Fazen Capital Perspective
Our contrarian read is that headline resilience should not be conflated with cyclic immunity. The EBA’s metrics — CET1 15.1% and LCR 142% — reflect balance-sheet repair and stronger liquidity management since 2013, but they also create a complacency risk for investors and management teams. Specifically, low market-implied default probabilities priced into senior debt and modest equity valuations (price-to-book ~0.7x) create a narrow window in which disciplined capital allocation could generate outsized shareholder returns if a bank executes cost bases reductions while preserving credit quality. Conversely, banks that pursue aggressive buybacks at current RoE levels risk undercapitalising ahead of latent credit deterioration.

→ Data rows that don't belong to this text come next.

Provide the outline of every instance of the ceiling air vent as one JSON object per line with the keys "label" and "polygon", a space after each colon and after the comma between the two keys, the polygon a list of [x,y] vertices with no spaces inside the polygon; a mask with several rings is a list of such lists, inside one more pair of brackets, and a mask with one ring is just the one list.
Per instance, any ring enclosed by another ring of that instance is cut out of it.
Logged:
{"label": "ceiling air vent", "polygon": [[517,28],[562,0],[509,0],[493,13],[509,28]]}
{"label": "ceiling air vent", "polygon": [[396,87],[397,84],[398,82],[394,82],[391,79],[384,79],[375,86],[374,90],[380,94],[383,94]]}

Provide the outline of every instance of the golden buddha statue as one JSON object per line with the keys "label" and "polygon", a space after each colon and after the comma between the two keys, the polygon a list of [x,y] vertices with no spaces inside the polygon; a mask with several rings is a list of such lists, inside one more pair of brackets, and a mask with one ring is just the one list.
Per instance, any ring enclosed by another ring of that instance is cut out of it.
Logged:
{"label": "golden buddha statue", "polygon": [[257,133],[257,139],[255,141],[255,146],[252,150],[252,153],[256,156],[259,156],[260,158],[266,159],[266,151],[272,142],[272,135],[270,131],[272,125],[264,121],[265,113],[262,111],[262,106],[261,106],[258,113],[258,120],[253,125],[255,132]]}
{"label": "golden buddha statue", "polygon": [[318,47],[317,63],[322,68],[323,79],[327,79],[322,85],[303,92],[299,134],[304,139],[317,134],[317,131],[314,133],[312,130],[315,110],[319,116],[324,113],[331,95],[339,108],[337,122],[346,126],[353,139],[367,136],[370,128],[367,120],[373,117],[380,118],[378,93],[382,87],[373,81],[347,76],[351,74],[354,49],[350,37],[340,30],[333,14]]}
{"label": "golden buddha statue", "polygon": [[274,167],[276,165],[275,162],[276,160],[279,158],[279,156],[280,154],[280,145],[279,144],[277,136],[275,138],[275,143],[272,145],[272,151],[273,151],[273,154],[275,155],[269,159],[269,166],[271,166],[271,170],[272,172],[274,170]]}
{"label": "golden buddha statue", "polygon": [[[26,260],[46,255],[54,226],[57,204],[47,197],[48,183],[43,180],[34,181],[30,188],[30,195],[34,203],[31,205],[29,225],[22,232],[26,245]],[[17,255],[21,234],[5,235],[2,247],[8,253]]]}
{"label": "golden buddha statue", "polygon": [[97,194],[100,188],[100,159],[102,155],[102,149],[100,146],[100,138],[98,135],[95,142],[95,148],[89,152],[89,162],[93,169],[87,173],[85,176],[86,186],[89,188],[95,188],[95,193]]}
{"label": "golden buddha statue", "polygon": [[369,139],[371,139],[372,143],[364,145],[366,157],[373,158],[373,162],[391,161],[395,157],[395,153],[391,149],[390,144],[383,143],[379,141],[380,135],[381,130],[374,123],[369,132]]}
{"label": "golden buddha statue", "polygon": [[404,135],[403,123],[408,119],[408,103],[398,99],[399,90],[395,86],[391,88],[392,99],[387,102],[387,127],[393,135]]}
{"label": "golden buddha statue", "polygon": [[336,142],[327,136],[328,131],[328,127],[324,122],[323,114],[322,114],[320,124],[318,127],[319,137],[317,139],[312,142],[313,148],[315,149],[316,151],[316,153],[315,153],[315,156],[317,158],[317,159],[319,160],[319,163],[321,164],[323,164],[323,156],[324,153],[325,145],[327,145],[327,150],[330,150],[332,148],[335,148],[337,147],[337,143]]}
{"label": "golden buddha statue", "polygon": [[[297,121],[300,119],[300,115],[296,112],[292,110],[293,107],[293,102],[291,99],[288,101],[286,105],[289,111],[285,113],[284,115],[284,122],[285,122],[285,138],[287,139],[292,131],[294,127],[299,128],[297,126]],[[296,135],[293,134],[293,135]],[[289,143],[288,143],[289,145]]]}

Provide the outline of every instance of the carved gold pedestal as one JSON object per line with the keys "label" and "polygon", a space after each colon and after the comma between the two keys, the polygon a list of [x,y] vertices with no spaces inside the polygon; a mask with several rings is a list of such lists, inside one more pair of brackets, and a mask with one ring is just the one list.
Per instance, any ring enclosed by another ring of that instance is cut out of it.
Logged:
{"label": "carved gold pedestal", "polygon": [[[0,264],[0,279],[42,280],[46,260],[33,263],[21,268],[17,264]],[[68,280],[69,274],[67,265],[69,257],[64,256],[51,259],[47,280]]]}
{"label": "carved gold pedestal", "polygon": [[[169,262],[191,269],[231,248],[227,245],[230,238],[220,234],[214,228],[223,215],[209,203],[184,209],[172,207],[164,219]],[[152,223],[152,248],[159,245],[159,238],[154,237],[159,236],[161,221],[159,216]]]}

From an investment operations standpoint, our emphasis is on scenario-based counterparty limits and haircut stress testing for collateral in repo and securities lending businesses. Institutions should not only assess median-case capital metrics but calibrate counterparty exposure to a 1-in-25-year adverse event that compresses CET1 by at least 1 percentage point and widens funding spreads by 50–100 basis points. For asset managers and corporates, reweighting exposures toward banks with diversified fee streams and stronger deposit franchises can reduce tail risk without materially sacrificing yield. For further institutional insights and stress-testing frameworks, see our research hub on capital stress ([Fazen Insights](https://fazencapital.com/insights/en)).
Bottom Line
EBA’s March 24, 2026 assessment confirms that EU banks enter the current geopolitical shock with materially rebuilt capital and liquidity buffers, but persistent profitability headwinds and concentrated exposures keep the downside non-trivial. Strategic differentiation will hinge on funding diversity, fee-income mix and prudent capital allocation.
Disclaimer: This article is for informational purposes only and does not constitute investment advice.